A SIMPLE GUIDE TO UK CONTRACT FABRIC REGULATIONS & STANDARDS
How do you navigate your way through the complexities of contract furnishings?
In today’s world so much depends on validation, and it’s critical that the products you supply as a Textile Designer or Interior Designer meet all required regulatory requirements when supplying digitally printed textiles for the contract furnishings Industry.
Today, in the UK, standards for contract furnishing fabrics and Upholstery have never been higher, and in general, conformity to these standards is a passport to new opportunities. As the marketplace expands, we see new, emerging Designer brands selling their fabric collections directly to the Interior Design Industry. But how do you choose the correct base fabric to meet your clients requirements?
Here’s our short guide to get you on the right path to success:
The standards take two forms: Performance which is not a legal (but a commercial requirement) and Regulatory, which are legal standards which have to be met in order that the Interior design project can be certified by the local Fire Officer.
Comprise, of various tests that measure the printed fabrics durability under set laboratory conditions. Detailed below and by way of example, are the most common, but not necessarily all the tests that may be required for your project. Required certifications should be agreed with your client before fabrics are specified.
Noted below: Test: British Standard (or accepted test) and the minimum commercial level pass required.
Light fastness BS EN-ISO-105B02 Minimum 6
Wash fastness BS EN-ISO-105C02 Minimum 5
Wet & Dry Rub Fastness BS EN ISO – X12: 2002 Minimum 4
Abrasion Martindale (domestic) Minimum 30,000
Abrasion Martindale (contract) Minimum 90,000
Abrasion BS EN ISO 5470-2 (general) Minimum 50,000
There are other tests, which are helpful, such as tensile strength, tear strength and fastness to perspiration, but the above are the minimum performance requirements that have to be met by your fabric supplier, if you are to be able to consider using his products (subject to use) in your Interior scheme.
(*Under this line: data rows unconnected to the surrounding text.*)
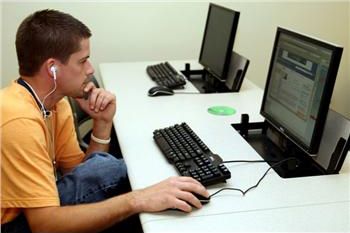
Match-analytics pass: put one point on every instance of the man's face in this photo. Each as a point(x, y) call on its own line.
point(73, 76)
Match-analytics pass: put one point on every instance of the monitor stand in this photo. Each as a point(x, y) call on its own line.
point(203, 81)
point(273, 148)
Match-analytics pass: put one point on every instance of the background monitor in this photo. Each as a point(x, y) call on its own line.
point(218, 39)
point(299, 87)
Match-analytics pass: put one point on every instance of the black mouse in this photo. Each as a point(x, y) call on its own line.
point(203, 200)
point(160, 90)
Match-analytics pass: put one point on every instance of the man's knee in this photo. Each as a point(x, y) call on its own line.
point(105, 165)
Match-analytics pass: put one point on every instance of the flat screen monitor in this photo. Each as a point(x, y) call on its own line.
point(299, 87)
point(218, 39)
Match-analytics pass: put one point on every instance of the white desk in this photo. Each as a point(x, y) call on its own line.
point(298, 204)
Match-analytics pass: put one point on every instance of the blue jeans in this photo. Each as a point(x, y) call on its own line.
point(99, 177)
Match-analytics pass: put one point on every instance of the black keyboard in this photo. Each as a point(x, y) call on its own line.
point(191, 157)
point(165, 75)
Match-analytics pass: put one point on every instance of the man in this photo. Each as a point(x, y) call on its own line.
point(38, 139)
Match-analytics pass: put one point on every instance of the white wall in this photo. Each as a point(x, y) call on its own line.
point(173, 30)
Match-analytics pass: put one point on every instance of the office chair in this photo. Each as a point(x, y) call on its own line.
point(83, 121)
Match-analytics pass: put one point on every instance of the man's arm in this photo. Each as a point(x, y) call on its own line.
point(175, 192)
point(101, 106)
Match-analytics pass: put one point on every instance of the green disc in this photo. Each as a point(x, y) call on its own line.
point(221, 110)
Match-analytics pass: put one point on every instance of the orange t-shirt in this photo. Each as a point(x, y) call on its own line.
point(27, 174)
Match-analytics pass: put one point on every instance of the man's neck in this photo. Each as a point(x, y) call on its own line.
point(42, 89)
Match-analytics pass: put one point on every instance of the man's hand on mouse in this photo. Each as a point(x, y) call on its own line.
point(172, 193)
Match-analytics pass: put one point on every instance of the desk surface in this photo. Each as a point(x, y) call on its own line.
point(301, 202)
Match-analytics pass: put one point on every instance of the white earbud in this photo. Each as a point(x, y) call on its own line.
point(53, 71)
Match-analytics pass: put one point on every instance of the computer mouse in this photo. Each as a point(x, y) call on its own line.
point(202, 199)
point(160, 90)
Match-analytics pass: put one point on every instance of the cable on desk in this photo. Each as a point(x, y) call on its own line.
point(244, 161)
point(256, 185)
point(191, 93)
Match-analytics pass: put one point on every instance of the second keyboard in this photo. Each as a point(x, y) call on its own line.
point(191, 157)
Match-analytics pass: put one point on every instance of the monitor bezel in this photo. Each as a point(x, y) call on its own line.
point(222, 77)
point(313, 147)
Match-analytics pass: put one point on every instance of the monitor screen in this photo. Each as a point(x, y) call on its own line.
point(299, 87)
point(218, 39)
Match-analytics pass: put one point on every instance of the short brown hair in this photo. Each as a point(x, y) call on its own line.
point(45, 34)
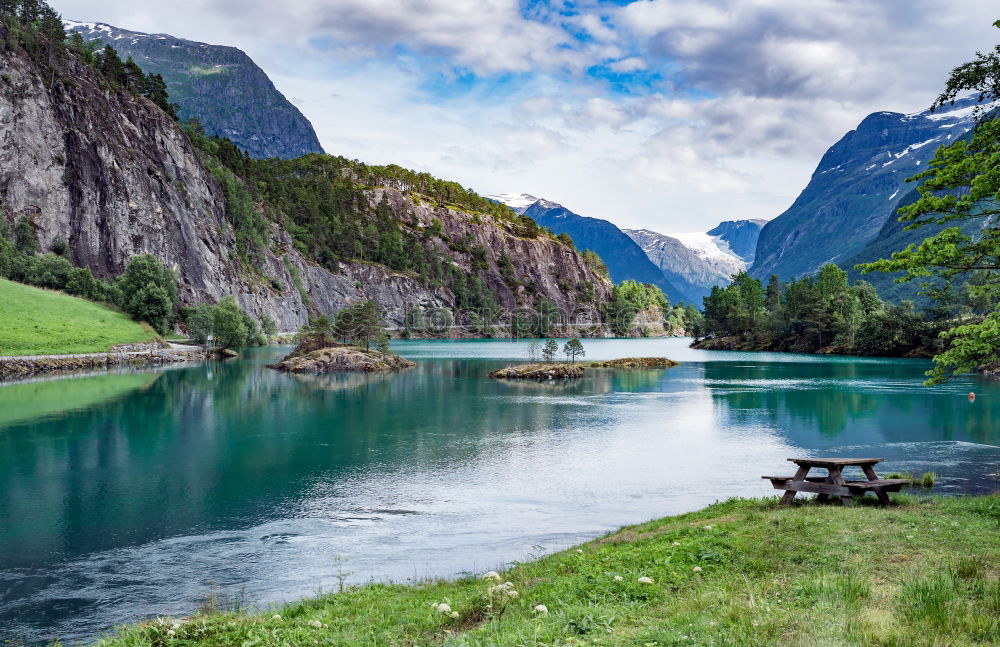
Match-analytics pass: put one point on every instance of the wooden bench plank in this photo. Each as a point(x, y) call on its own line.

Flame Resistance Standards where necessary, must apply to your specified digitally printed fabric. Make no mistake, when it comes to these standards, you have to conform, there is no room for error, and your digitally printed fabrics, whether furnishings or upholstery have to be supplied with valid certification. It is a legal requirement if your project is to be certified for public use.
When it comes to these standards, there are two different basic sectors:
The first sector is for “Fabric for General Contract Furnishings”, such as Curtains and Accessories (with the exception of cushions). Here there is one relevant standard:
Flame Resistance: BS5867 PART 2 TYPE B & C
If the digitally printed fabric concerned can pass this test, then it can be used in any Contract Installation of Curtains, Drapes and Accessories (cushions excepted).
The second sector is for “Fabric for General Contract Upholstery” (including cushions).
Flame Resistance : BS 5852 Ignition Sources 0 & 1 / Crib 5 testing
If the printed fabric specified can pass this test, then it can be used in any Contract Upholstery Installation (including cushions).
The final sector is for “Maritime Use” such as Cruise Liners and Yachts. Here the standards are slightly more severe and use different tests.
Two testing standards apply:
Maritime Curtains & Furnishings: IMO A563 (14)
Maritime Upholstery IMO A562 (16)
When specifying or producing Contract Fabrics, you have to pay attention to the standards required.
On the face of it, it seems to be a minefield, and yet, all of the standards are well within the normal technical reach of the fabric manufacturer, and the Digital Printer. As long as care is taken in sourcing the correct fabric specification and the correct certification is achieved, both production and manufacture can proceed.
The Contract market place, prior to Digital production was a Trade only sector that relied on an Industry built for Regulation and Durability with limited (by definition only) creative opportunities. With the advent of Digital Print Technologies we have witnessed a reform in Bespoke design for the Contract Interior sector.
Offering incredible creativity at large and small print volumes to architects, Interior designers and specifiers worldwide.
Independent Designers were once excluded by expensive bespoke manufacturing and are now utilising Digital printing technology. Forging a new path whilst also pioneering new techniques, applications and connections in this ever expanding sector of the Interior Industry.